Walk down to the riverbank, turn left and keep following the yellow arrows along the river. After some time you will notice that on the opposite bank there is a large disused factory, Lydbrook cable works, which supplied most of the telegraph cable in World War Two. It closed in 1965. At around this point you go over a stile and enter a more narrow wooded area. The next encounter will be with an old viaduct which connected the rail line from Cinderford to the Ross-Monmouth railway. The viaduct was built in 1874 and last used in 1951.There is still a pedestrian route across the viaduct, and it’s well worth while having a look at this. When you come back from having a look, you might want to venture a little further along where there is an old railway tunnel.

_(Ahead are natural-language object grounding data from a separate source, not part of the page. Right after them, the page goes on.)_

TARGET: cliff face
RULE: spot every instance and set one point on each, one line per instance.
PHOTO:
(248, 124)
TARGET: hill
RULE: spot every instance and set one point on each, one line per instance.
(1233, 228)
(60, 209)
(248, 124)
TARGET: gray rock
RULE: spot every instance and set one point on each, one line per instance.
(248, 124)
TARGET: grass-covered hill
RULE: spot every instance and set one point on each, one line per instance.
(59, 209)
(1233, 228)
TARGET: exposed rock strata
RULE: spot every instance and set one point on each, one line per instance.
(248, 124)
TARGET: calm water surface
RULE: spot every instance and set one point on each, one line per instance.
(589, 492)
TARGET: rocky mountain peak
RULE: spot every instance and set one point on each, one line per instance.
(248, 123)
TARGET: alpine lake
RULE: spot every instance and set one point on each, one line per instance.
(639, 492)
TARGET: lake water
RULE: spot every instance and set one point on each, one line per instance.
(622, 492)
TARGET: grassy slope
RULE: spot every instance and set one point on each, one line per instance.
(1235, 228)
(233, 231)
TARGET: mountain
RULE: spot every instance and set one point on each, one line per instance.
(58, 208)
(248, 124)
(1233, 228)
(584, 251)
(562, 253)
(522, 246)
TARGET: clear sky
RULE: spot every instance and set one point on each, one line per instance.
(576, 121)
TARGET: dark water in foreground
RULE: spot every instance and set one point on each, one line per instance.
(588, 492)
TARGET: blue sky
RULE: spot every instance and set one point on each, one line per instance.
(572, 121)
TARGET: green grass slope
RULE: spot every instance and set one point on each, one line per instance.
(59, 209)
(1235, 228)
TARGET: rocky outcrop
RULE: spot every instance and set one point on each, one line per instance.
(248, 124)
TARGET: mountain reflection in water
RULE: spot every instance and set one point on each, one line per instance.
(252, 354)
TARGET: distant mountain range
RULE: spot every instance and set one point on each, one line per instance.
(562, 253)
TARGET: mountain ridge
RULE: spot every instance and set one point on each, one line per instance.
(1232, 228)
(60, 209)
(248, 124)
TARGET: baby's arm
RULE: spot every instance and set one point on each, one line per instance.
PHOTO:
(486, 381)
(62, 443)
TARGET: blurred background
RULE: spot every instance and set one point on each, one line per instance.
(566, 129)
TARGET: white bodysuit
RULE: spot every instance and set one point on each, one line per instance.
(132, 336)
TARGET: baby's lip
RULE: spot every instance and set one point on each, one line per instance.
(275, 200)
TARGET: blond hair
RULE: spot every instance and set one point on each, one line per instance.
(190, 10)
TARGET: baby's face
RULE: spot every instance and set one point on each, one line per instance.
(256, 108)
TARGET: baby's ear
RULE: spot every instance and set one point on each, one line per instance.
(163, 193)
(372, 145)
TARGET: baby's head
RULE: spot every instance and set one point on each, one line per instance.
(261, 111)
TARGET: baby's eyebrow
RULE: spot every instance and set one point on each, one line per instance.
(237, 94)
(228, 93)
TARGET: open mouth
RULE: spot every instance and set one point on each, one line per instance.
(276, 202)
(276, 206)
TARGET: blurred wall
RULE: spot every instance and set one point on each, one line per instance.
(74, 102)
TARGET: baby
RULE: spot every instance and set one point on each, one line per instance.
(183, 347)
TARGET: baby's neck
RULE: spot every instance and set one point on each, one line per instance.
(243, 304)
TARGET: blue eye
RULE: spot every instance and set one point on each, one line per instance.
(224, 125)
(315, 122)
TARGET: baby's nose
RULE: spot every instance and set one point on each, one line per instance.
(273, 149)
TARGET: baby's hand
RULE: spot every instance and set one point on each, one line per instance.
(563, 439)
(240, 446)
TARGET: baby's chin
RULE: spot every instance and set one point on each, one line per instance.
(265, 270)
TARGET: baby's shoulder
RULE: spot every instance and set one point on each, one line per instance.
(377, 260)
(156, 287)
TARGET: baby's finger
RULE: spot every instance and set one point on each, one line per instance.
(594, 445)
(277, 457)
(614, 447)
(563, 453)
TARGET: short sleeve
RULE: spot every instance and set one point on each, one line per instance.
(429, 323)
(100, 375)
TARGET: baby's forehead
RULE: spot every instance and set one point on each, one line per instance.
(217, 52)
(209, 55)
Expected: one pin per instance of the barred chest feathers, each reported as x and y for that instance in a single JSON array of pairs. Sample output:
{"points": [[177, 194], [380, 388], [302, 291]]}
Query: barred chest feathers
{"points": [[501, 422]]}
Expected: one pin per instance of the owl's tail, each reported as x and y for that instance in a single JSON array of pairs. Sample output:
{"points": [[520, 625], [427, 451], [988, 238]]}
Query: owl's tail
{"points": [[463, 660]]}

Continue walking along the river bank, until you see the pretty church at Welsh Bicknor coming up on your left. After you have looked at the church you take the drive which goes in front of a large building, which is now used as a youth hostel. Continue to follow the drive uphill, and eventually you find yourself going through some rather elegant parkland. This leads on to the tarmac road which lead to back to your car – as you go down this keep your eyes open and on the right there are some good views of Goodrich Castle and Kerne bridge (the road bridge over the river).

The walk

As you walk along the side of the central ridge there are fantastic views over Goodrich – dominated by St Giles church, the hills of Herefordshire, and occasional views directly ahead of the Symonds Yat rock. You can also see clearly how the river Wye meanders in the Herefordshire plain (and how popular it is with canoeists!). You may notice a small metal road bridge over the river – and this always feels very flimsy when you drive over it – as you may discover at some point in your visit.

We did this walk on a day in late autumn, with the hedges rich in hawthorn berries, rosehips, old man’s beard, sloes, blackberries, crab apples and even pears. We also spotted a solitary autumn crocus. There were deer in abundance, and also pheasants and buzzards. Close to the church at Welsh Bicknor, safely ensconced about 10 yards from the bank on a rocky outcrop there were two swans with a bumptious brood of five or six adolescent cygnets. Poor parents.

We came across some other poor parents as well. As you walk along the river bank towards Welsh Bicknor, you’ll come across a memorial on your left, for a 16 year old boy who was drowned in the river in 1804. The inscription is long, but one section reads “this monument is here erected to warn parents and others to be careful how they trust the deceitful stream and particularly to exhort them to learn and observe the directions of the humane society for the recovery of persons apparently drowned”.